Objectives : Many individual or collective decision making contexts involve computationally hard problems, either because of the combinatorial structure of the choice space, or because of the 'computational resistance" to strategic behaviour. This course aims at introducing the main classes of problems and algorithmic techniques in decision theory and social choice, and to study a few classes of applications.
Contents:
- preference representation and optimization on combinatorial domains (CP-nets and extensions, GAI-nets, valued constraint satisfaction problems; applications)

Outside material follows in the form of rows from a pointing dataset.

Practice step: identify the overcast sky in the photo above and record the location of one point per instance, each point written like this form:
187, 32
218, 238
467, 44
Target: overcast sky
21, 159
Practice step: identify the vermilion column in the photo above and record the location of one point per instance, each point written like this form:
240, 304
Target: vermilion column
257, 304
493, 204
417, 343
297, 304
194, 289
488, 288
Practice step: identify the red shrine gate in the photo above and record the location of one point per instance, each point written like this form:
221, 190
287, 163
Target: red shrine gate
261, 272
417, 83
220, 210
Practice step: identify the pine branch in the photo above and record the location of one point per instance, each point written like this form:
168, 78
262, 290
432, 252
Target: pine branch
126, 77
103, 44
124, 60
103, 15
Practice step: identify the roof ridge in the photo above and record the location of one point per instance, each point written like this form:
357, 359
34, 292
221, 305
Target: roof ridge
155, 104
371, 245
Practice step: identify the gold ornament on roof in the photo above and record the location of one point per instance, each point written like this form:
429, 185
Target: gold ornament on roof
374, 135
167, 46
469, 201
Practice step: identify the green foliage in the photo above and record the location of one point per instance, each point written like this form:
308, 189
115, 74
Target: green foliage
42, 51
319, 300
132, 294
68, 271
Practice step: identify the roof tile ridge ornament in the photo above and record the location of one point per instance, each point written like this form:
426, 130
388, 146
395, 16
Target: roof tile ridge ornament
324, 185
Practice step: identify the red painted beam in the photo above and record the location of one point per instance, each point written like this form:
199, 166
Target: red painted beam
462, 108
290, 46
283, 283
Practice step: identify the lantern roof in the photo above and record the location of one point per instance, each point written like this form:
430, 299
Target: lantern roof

- algorithms for sequential decision making: planning, fully or partially observable Markov decision processes, influence diagrams
- algorithmic aspects of voting: computationally hard voting rrules, voting on combinatorial domains, computational resistance to strategic behaviour, communication and incomplete preferences
- resource allocation: combinatorial auctions (elicitation lannguages, winner determination algorithms), fair division.
Bibliography:
- Concepts et méthodes pour l'aide à la décision (D. Bouyssou, D. Dubois, M. Pirlot, H. Prade, editeurs), Hermès - Lavoisier
- Handbook of Constraint Programming (T. Walsh, F. Rossi, editeurs), Elsevier
- Handbook of Social Choice and Welfare (K. Arrow, A. Sen, K. Suzumura éditeurs), Elsevier.